The move is one of the first indicators of the David Cameron-led administration’s move to cut the fiscal deficit and is part of the planned £6.2bn worth of savings lined up by the Conservative and Liberal Democrat coalition Government.
The move led to fears that frontline services will suffer, despite the Government’s stated wish they be protected.
The Department for the Environment, Food and Rural Affairs, which funds England’s national parks, said it expected the cuts to be found from efficiencies.
A spokesman for the department said: “All Defra’s main arm’s length bodies have had their funding reduced by five per cent as part of our contribution to the £6.2 billion efficiency savings this financial year.
“It will be up to each individual organisation to revise their plans to reflect this reduced funding, but we expect them to protect frontline services as much as they can by first looking for efficiency savings or reducing back office costs.”
A national park chief today announced a recruitment freeze, saying that ranger services in his area were safe at present, but any further cuts would put frontline services at risk. Kevin Bishop chief executive of Dartmoor National Park Authority said: “We are obviously disappointed that our grant from Defra has been cut this financial year but appreciate the difficulties faced by all public sector bodies.
“We have identified immediate savings to protect frontline services and do not envisage any reduction in ranger services this year. We have frozen all new vacancies, training budgets, most non-statutory publications and have suspended the Dartmoor Grant.
“The last will have an impact on the ground but the Dartmoor Sustainable Development Fund has not been cut.
“The five per cent cut this year will make it difficult to absorb any future cuts without an impact on frontline services.”

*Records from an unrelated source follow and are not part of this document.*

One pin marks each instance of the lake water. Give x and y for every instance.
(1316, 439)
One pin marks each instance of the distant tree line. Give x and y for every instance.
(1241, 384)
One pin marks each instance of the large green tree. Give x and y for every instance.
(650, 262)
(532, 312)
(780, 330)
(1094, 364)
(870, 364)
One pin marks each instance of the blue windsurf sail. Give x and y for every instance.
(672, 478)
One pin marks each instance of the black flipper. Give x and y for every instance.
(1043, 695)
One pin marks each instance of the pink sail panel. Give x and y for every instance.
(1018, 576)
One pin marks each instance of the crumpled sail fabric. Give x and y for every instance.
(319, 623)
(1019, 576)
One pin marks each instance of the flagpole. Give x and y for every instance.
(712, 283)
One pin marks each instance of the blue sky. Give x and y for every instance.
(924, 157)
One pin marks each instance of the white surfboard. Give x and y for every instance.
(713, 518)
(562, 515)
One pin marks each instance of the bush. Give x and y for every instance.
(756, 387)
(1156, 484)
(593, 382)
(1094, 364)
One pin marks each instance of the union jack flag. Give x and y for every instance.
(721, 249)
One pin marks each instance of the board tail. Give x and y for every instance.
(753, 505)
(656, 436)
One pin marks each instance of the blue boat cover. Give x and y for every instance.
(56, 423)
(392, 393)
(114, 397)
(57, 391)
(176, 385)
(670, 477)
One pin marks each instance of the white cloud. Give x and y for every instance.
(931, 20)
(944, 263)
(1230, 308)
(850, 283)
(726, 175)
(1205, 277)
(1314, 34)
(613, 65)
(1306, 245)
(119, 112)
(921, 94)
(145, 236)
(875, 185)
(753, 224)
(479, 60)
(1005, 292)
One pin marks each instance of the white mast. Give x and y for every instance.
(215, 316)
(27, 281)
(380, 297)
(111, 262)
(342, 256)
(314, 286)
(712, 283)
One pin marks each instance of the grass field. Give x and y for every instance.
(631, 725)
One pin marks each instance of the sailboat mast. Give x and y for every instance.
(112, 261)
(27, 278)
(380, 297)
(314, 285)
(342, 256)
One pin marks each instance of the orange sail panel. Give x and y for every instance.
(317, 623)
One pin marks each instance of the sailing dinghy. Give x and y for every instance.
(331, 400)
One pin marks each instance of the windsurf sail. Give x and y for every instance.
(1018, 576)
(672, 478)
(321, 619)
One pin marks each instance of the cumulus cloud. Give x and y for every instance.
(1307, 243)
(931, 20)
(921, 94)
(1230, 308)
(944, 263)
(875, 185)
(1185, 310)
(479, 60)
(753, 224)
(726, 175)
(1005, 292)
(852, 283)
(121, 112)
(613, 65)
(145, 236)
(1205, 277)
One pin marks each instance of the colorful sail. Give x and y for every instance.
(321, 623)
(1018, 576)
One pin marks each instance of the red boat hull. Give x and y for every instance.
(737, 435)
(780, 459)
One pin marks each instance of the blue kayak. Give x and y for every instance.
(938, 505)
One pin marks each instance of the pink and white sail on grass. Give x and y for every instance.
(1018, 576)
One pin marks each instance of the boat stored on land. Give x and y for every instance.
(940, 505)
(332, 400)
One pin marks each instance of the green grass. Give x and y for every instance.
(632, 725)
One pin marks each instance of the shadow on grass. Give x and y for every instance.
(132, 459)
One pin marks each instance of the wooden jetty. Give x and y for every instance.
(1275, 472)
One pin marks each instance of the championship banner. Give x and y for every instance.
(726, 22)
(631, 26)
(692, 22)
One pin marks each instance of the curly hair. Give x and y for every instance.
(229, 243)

The position for national parks in Wales and Scotland, which are funded by their devolved administrations, is unclear.
Kate Ashbrook
17 June 2010This is totally short-sighted, we should invest in national parks not cut their funding. They get so little money anyway that a 5 per cent cut will produce little extra money for the government, but it will have a devastating impact on what the parks can achieve. We must fight these cuts.
rhodesy
17 June 2010As much as I love National Parks, I have to say I prefer the health service. I'm sure the National Parks can find ways to cut 5% off their spending - I'd suggest those daft schemes to introduce ethnic minorities that keep cropping up with Ben Fogle are discontinued.
David Dear
17 June 2010It's not an either/or decision, cutting spending on National Parks will not affect spending on the health service one iota. It's peanuts compared to the costs of the health service, anyway. This is simply a political statement, a metaphorical flexing of muscles. It achieves nothing apart from diminishing the quality of life of everyone who lives in this country or visits this country.
Have the long term health benefits of the existence of National Parks, physical, mental and emotional, been taken in to account? I think not!
This is mere political, macho posturing of the nastiest and most tawdry kind, to the detriment of us all!